Darwin: The Royal Commission into Child Detention and Protection in the Northern Territory will release its interim report today.

Canberra: The Senate will sit again today in order to debate the government’s proposed company tax cuts. Lower house MPs are also required at Parliament House, to ratify any amendments to bills that get passed in the Senate.

Sydney: New president of the Business Council of Australia Grant King will address a lunch held by the Australia-Israel Chamber of Commerce.

READ ALL ABOUT IT

Sydney’s population tops five million, ABS data shows

Islamic State baby killers: Father had contacted Australian government in bid to escape war

THE COMMENTARIAT

One Nation: just who are the Coalition trying to appease here? — Laura Tingle (Australian Financial Review $): “A few figures: 98 per cent of One Nation voters in 2016 were native-born; a third were under the age of 44; One Nation voters identify themselves as “working class” at a rate (66 per cent) strikingly higher than Labor (45 per cent).

Shorten keeps Turnbull on the ropes with help from Abbott — David Crowe (The Australian $) “Labor taps into the frustra­tions of Australians with limited job prospects and finds it is all too easy to paint the Prime Minister as a millionaire who does not care.”

Company tax debate stalls, Senate oversteps its authority again — Mark Kenny (The Age): “Notwithstanding its gormless “jobs and growth” election campaign, there can be no gainsaying the fact that the Liberal Party’s most singular and uncomplicated message throughout, was its enterprise tax plan to forego some $48 billion in revenue over 10 years by lowering the company tax rate to 25 cents in the dollar.”

TODAY IN TRUMP

US President Donald Trump has made his daughter Ivanka Trump‘s role in his administration official, appointing her as an adviser, but to assuage concerns about the role, she won’t be paid.

“I have heard the concerns some have with my advising the President in my personal capacity while voluntarily complying with all ethics rules, and I will instead serve as an unpaid employee in the White House Office, subject to all of the same rules as other federal employees,” a statement from Ivanka Trump said. Trump will join her husband, Jared Kushner, as an unpaid adviser to the president. 

THE WORLD

US lawmakers have suggested that not only did Russia “try to hijack” last year’s presidential election, but the Kremlin might have also interfered in the United Kingdom’s shock Brexit vote. Vladimir Putin dismissed the allegations as “nonsense” and “irresponsible”. — BBC

The United Nations has announced the war in Syria has passed a grim milestone, with more than 5 million displaced Syrian refugees now living in neighbouring countries. Another 6.3 million are still within Syria’s borders but have been forced from their homes. Taken together, the figures show fully half of Syria’s 22 million people have been uprooted and forced to flee their homes because of the brutal civil war. — The Guardian

WHAT WE’RE READING

Whoosh-wishing through life with Jared Kushner (Salon) “You hear that sound?  That whoosh-wish, whoosh-wish, whoosh-wish happy, joyful sound?  You know what it is?  It’s the sound International Man of Mystery Jared Kushner makes as he skips along the corridors of power.”

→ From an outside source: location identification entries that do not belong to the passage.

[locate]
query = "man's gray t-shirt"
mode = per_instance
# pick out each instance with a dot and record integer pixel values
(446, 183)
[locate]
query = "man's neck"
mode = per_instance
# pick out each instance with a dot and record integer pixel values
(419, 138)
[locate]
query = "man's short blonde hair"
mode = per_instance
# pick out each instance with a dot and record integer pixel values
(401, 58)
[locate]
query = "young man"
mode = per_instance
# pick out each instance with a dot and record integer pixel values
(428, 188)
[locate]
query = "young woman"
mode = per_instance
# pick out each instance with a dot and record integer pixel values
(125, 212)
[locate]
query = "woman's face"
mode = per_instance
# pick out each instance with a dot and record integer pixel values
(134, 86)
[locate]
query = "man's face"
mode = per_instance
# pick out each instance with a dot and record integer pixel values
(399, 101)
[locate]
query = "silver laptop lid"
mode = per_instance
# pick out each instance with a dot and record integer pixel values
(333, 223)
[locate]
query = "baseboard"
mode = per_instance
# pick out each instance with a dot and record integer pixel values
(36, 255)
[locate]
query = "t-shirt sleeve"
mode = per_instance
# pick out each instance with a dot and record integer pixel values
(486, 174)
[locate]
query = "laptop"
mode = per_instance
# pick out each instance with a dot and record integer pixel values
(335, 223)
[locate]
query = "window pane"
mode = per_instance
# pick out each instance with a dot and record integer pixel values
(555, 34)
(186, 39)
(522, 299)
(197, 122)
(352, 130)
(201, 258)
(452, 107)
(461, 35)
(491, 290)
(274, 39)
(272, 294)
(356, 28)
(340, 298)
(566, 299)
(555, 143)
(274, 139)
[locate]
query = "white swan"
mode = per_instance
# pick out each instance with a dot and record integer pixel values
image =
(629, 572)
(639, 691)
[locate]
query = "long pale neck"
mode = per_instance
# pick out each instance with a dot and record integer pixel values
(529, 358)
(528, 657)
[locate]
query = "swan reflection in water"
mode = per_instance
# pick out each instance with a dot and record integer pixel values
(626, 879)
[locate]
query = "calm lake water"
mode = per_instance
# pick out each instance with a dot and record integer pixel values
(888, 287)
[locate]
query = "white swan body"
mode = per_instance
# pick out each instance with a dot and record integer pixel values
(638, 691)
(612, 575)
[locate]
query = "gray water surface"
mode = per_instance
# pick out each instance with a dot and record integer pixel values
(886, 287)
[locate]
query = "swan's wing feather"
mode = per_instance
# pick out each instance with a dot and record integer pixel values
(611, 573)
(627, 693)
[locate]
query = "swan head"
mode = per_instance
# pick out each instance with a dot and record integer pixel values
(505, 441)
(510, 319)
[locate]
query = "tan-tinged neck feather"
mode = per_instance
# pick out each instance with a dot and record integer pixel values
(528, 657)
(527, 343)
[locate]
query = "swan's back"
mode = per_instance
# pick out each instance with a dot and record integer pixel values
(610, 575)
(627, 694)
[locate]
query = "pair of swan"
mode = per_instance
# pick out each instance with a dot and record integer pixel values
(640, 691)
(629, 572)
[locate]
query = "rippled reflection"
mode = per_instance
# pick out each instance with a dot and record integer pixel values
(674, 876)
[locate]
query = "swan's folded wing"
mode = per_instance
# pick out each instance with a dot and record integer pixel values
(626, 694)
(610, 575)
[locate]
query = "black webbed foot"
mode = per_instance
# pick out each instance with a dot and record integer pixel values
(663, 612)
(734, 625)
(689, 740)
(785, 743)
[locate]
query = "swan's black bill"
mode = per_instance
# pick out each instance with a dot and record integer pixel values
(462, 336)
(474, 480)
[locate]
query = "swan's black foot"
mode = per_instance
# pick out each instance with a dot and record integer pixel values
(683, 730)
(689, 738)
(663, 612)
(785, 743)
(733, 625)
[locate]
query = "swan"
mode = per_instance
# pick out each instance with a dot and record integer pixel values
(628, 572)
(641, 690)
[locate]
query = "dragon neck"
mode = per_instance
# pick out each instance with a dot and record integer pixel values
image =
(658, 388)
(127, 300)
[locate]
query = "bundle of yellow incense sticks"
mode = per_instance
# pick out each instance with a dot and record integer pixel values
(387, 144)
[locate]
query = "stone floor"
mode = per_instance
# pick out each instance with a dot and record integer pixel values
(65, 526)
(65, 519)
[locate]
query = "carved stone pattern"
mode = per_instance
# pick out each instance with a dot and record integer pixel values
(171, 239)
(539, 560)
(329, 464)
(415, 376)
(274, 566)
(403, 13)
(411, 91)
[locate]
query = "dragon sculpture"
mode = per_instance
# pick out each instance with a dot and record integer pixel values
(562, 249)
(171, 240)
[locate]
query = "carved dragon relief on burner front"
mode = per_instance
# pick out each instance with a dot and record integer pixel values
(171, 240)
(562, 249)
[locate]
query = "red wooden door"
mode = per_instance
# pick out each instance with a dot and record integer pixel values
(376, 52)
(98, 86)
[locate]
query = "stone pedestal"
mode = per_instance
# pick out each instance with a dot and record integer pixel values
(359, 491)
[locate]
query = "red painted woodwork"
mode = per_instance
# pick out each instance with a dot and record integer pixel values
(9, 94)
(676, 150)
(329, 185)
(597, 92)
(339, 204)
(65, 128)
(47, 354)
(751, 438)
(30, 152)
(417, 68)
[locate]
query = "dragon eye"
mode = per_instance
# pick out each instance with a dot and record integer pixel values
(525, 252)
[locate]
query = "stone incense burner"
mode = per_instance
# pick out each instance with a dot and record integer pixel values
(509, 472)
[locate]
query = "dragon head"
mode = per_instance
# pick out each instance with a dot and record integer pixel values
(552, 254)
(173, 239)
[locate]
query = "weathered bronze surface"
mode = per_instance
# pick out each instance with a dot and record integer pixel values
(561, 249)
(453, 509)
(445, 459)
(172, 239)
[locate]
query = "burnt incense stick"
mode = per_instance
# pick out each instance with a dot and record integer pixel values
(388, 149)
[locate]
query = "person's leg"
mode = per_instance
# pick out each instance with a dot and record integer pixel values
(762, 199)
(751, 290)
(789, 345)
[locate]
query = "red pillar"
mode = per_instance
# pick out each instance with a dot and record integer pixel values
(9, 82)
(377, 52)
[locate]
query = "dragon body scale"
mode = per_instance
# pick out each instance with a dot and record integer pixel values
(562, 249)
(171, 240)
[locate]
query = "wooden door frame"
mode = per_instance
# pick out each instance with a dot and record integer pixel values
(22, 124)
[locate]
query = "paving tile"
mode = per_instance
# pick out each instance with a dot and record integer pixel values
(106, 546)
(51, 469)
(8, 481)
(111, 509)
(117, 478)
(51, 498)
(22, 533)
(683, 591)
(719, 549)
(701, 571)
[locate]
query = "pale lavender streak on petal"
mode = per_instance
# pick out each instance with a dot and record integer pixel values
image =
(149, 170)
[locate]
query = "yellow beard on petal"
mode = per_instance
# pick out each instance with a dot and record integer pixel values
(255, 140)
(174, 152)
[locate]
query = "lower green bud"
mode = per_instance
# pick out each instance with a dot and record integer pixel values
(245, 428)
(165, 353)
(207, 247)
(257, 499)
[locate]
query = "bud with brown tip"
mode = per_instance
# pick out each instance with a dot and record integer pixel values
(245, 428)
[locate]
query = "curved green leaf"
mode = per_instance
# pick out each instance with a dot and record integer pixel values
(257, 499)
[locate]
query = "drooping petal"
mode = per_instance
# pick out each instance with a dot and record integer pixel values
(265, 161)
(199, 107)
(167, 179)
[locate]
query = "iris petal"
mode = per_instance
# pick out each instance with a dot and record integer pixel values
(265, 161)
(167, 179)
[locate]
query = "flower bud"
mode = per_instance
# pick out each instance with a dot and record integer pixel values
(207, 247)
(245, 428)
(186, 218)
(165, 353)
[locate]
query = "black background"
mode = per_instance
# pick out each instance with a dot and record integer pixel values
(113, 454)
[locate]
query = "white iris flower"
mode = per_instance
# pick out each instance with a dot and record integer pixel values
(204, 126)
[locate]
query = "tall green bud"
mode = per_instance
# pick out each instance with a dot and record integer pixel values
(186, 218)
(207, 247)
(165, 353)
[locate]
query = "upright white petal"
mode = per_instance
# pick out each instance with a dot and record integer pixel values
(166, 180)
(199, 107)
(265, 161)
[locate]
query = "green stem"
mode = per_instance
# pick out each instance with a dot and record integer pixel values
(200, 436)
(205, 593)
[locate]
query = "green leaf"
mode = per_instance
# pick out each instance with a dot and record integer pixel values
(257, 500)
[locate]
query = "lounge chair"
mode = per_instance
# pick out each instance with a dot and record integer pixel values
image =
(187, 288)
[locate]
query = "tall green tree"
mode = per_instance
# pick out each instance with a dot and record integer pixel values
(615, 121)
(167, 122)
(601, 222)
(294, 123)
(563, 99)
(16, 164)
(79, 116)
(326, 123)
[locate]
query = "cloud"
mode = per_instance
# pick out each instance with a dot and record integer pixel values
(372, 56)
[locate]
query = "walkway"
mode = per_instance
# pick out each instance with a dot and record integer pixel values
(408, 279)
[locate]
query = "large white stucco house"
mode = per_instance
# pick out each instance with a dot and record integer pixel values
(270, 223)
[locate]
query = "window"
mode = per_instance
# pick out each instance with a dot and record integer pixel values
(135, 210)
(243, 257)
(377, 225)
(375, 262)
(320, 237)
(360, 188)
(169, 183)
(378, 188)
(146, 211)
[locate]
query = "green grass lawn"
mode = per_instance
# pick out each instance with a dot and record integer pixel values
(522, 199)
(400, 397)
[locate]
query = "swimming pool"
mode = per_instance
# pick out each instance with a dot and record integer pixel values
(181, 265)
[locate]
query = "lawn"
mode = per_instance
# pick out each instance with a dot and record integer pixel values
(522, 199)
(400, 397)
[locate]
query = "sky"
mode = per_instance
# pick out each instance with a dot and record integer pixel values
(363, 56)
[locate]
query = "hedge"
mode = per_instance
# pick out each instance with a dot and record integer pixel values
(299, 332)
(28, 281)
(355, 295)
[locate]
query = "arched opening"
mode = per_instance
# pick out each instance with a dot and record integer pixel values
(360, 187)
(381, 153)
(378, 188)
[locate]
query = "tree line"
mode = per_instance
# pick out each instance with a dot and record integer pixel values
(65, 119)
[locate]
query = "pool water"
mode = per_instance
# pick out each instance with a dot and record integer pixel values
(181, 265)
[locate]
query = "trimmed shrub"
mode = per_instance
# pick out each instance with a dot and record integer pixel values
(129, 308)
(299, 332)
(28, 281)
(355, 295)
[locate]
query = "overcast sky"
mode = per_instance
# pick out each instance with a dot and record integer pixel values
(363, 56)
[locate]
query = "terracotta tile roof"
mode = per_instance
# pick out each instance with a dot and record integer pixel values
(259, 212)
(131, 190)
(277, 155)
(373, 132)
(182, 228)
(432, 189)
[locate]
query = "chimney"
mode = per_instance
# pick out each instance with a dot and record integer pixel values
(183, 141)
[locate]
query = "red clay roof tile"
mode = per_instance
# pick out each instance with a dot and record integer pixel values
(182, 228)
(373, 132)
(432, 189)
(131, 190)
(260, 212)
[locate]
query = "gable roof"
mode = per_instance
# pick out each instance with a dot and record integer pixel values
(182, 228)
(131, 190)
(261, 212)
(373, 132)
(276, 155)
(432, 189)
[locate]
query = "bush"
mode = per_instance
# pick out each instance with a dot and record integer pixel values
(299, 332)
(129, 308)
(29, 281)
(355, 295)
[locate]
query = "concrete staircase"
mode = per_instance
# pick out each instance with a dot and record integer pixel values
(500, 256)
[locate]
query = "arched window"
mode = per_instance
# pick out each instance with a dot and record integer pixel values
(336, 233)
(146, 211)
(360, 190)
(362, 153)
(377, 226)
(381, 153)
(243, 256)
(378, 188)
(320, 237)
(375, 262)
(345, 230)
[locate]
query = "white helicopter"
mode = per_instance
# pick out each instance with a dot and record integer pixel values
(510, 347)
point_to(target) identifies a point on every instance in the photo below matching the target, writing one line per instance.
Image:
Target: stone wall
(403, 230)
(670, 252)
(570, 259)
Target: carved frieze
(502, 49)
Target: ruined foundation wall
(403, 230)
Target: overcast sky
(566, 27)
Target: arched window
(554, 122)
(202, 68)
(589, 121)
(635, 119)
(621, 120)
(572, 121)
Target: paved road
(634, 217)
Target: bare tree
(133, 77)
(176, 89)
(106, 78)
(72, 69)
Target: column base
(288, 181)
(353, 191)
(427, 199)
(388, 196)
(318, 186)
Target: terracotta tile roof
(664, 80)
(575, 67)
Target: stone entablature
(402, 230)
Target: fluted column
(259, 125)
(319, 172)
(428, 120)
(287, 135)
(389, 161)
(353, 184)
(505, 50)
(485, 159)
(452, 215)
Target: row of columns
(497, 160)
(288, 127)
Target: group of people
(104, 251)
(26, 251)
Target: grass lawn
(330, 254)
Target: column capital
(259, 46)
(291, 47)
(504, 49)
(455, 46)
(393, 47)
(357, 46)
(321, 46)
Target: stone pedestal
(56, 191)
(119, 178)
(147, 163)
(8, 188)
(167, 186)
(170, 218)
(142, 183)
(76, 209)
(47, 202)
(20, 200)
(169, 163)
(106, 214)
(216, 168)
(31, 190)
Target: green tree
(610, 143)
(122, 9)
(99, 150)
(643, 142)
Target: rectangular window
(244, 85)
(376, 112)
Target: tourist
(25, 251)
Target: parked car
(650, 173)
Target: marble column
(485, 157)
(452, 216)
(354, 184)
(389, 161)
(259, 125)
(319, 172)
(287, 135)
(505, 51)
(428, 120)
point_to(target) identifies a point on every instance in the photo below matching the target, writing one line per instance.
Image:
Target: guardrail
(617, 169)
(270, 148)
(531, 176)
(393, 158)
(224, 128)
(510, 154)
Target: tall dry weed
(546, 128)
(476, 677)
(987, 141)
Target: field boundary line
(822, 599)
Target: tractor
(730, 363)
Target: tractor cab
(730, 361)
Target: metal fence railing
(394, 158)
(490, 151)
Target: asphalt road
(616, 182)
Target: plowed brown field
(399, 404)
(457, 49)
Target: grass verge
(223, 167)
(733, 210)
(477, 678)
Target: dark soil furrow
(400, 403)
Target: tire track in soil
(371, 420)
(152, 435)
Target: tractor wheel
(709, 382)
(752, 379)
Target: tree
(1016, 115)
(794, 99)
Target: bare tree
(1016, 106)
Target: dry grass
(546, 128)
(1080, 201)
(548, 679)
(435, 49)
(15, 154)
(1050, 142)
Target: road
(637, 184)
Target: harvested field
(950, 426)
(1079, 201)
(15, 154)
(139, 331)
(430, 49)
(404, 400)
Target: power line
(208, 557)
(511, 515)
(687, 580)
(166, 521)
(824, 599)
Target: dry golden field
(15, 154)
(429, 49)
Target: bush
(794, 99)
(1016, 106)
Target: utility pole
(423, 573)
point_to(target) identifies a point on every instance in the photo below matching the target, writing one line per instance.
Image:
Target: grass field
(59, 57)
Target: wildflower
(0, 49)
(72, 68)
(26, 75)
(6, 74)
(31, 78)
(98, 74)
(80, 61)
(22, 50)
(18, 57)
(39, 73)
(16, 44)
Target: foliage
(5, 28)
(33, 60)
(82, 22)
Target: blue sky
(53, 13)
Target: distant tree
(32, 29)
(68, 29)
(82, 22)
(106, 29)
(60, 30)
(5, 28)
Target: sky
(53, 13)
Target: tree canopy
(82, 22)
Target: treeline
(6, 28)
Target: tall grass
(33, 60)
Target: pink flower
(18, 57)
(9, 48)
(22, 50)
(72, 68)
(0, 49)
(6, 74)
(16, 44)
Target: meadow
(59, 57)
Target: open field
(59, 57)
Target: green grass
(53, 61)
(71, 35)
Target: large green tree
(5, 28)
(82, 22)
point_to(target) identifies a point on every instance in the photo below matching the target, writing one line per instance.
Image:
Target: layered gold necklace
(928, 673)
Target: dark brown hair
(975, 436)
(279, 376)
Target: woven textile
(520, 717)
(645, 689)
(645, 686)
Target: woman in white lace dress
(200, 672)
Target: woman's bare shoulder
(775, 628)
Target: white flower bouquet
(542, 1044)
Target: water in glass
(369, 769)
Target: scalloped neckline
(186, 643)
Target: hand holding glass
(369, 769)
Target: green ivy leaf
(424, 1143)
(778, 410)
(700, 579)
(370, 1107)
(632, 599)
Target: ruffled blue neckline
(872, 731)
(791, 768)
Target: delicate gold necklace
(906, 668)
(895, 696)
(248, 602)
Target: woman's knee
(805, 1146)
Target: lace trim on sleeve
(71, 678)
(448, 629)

All signals point once again to war in Gaza (Bloomberg View) “During the Obama years, we faced a Gaza crisis roughly every two years. It doesn’t take a genius to predict another round — one can feel it coming, like the change of seasons. Each conflict saw Israeli civilians under fire and left Gaza civilians in agony, and the next one will as well.”

Richard Dawkins: We need a new party — the European party (New Statesman) “It’s grotesque that David Cameron, with the squalidly parochial aim of silencing the Ukip-leaning wing of his party, gambled away our future and handed it over to a rabble of ignorant voters like me. I voted — under protest, because I never should have been asked to vote, but I did.”